ECLI:NL:CRVB:2023:2418

Centrale Raad van Beroep

Datum uitspraak
21 december 2023
Publicatiedatum
21 december 2023
Zaaknummer
22/1355 WIA
Instantie
Centrale Raad van Beroep
Type
Uitspraak
Procedures
  • Hoger beroep
Vindplaatsen
  • Rechtspraak.nl
AI samenvatting door LexboostAutomatisch gegenereerd

Proceskostenveroordeling na intrekking hoger beroep in sociale zekerheidszaak

In deze zaak heeft de Centrale Raad van Beroep op 21 december 2023 uitspraak gedaan in hoger beroep met zaaknummer 22/1355 WIA. De appellant, vertegenwoordigd door mr. N.A.C. Versteden, had hoger beroep ingesteld tegen een eerdere uitspraak van de rechtbank Zeeland-West-Brabant. Tijdens de procedure heeft de appellant het hoger beroep ingetrokken, omdat het bestuursorgaan, het Uitvoeringsinstituut werknemersverzekeringen (Uwv), tegemoet was gekomen aan zijn bezwaren. De appellant verzocht de Raad om het Uwv te veroordelen in de proceskosten.

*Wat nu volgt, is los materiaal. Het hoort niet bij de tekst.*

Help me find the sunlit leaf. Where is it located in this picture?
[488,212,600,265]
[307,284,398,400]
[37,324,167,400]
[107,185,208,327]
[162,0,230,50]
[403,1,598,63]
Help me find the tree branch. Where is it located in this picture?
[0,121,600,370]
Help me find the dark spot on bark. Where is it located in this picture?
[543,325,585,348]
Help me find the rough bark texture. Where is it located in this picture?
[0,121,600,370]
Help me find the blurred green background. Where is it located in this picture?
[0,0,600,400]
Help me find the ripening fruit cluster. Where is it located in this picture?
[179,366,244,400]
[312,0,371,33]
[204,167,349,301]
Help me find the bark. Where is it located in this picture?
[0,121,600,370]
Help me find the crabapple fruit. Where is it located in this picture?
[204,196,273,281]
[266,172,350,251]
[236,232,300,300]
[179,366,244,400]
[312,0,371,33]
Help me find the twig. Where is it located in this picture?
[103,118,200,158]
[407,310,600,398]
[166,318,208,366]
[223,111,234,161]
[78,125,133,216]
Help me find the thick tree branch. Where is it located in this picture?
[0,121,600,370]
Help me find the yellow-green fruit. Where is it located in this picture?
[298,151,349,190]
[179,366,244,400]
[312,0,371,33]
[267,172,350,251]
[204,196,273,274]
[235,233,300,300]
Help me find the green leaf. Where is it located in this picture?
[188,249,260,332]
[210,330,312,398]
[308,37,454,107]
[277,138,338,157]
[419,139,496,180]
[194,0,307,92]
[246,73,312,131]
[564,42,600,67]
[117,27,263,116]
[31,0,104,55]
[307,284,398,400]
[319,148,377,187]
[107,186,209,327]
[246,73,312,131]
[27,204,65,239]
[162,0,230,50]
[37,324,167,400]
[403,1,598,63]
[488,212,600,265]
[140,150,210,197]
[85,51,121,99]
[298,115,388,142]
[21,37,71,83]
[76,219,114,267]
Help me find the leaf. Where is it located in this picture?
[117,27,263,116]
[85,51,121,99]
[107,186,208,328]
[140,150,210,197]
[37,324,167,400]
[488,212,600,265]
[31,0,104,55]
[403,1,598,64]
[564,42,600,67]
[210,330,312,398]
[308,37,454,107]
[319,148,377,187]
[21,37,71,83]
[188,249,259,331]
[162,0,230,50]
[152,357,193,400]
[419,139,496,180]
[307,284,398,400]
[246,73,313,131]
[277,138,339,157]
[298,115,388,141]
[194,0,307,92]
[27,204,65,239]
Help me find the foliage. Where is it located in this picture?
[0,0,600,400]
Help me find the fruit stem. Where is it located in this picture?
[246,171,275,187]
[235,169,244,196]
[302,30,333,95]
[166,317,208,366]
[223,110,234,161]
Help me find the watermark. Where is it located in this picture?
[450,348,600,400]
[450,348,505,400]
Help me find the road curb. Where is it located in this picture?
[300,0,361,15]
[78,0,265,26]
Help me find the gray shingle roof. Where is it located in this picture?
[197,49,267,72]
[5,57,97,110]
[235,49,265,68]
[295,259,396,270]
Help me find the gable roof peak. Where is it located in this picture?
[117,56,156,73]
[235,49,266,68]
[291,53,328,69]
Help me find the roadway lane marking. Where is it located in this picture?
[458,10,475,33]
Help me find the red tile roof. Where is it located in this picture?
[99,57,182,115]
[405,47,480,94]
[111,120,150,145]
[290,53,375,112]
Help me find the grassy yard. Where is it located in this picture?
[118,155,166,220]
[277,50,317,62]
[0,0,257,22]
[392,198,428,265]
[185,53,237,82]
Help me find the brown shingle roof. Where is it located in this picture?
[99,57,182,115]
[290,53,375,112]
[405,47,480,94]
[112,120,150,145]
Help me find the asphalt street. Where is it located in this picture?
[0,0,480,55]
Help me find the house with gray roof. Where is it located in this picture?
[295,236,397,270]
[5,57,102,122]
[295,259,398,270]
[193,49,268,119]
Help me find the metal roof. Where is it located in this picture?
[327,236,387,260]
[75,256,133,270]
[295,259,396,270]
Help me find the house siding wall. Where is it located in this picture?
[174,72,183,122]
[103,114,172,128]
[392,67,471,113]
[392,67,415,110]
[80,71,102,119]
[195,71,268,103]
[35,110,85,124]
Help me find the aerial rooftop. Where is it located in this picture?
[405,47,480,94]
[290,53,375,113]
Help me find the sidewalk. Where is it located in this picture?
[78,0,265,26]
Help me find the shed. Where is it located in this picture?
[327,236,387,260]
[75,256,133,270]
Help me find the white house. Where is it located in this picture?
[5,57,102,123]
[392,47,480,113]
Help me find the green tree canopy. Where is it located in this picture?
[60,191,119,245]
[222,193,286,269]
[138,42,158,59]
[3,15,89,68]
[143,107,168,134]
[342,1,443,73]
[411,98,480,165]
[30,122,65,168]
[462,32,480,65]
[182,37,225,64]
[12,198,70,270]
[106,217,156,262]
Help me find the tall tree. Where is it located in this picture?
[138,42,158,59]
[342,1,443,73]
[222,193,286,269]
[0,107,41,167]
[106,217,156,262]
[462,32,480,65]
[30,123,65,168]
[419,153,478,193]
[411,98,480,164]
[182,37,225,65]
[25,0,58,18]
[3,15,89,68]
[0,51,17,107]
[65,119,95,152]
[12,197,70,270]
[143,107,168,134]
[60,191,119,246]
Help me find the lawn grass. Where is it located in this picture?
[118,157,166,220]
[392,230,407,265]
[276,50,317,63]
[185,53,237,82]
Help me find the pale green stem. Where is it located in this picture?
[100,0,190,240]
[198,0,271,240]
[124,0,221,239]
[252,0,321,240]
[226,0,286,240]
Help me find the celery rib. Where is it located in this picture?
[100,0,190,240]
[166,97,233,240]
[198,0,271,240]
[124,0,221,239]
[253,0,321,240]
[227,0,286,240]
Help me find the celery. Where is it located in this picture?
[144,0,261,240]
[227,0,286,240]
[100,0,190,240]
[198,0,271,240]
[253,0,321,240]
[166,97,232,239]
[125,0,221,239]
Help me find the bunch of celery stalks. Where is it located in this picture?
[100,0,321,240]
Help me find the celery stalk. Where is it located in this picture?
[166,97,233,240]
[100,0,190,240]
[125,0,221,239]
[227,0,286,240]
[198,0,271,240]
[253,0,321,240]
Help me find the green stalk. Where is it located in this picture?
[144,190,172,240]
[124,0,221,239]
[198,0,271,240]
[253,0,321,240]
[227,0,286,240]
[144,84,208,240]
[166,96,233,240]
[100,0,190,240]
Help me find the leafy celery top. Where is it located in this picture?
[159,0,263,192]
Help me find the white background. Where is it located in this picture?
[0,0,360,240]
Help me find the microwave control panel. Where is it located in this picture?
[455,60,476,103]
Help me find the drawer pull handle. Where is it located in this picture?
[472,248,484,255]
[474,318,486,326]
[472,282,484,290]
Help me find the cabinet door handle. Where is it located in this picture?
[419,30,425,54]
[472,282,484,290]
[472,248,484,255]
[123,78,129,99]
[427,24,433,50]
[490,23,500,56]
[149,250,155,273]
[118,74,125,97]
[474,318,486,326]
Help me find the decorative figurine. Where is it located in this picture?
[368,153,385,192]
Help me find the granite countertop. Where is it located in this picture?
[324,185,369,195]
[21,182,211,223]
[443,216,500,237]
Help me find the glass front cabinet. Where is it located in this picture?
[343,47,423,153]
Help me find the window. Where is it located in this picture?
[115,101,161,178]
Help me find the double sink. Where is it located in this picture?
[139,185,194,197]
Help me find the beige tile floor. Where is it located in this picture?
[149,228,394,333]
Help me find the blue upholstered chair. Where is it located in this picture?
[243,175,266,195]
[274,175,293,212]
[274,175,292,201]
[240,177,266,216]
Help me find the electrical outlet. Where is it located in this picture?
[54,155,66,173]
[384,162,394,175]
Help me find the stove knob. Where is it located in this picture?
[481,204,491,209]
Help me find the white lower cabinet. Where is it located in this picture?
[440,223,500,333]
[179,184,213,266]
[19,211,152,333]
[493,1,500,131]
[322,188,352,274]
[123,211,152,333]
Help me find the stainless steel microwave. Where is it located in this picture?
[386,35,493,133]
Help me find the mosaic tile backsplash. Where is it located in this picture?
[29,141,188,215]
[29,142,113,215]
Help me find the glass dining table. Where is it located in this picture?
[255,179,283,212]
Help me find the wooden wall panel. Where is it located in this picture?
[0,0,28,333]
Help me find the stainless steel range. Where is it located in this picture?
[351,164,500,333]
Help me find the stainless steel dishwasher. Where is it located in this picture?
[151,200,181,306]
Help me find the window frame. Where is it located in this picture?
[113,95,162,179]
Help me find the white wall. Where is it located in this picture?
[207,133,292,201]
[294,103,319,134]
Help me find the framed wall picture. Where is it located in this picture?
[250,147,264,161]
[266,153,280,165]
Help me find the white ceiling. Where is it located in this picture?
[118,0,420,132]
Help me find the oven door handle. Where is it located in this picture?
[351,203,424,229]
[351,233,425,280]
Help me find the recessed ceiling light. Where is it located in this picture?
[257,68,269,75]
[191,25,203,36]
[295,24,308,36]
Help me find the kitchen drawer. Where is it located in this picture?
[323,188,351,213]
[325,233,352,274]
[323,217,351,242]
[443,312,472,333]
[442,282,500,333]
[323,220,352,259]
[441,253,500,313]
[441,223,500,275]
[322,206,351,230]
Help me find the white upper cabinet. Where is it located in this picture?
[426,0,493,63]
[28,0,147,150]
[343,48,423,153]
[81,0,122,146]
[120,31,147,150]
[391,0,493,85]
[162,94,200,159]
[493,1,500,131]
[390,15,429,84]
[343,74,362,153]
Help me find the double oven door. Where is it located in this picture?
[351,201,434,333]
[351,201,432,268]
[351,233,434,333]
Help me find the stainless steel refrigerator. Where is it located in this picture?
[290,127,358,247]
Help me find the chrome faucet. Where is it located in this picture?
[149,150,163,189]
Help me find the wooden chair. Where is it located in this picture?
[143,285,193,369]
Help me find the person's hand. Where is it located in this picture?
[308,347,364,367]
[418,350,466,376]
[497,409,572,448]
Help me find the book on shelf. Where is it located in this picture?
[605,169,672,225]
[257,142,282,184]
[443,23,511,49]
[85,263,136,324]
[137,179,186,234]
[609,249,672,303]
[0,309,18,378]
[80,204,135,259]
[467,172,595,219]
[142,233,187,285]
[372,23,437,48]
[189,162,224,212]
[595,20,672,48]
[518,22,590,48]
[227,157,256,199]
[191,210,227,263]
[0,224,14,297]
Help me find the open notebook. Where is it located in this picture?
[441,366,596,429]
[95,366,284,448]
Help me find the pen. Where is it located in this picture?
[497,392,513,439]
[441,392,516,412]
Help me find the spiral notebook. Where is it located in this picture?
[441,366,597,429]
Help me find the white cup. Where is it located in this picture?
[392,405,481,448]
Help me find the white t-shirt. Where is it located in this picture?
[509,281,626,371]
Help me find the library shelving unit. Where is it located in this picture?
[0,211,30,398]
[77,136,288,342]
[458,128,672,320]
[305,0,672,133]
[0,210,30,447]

De Raad heeft vastgesteld dat, op basis van artikel 8:75a van de Algemene wet bestuursrecht (Awb), het bestuursorgaan kan worden veroordeeld tot vergoeding van de proceskosten indien het beroep is ingetrokken omdat het bestuursorgaan aan de indiener is tegemoetgekomen. De Raad heeft geoordeeld dat het Uwv de kosten die de appellant in verband met de behandeling van het beroep en het hoger beroep redelijkerwijs heeft moeten maken, moet vergoeden. De proceskosten zijn begroot op € 1.674,- voor de beroepsfase en € 837,- voor de hoger beroepsfase, wat resulteert in een totaalbedrag van € 2.511,-.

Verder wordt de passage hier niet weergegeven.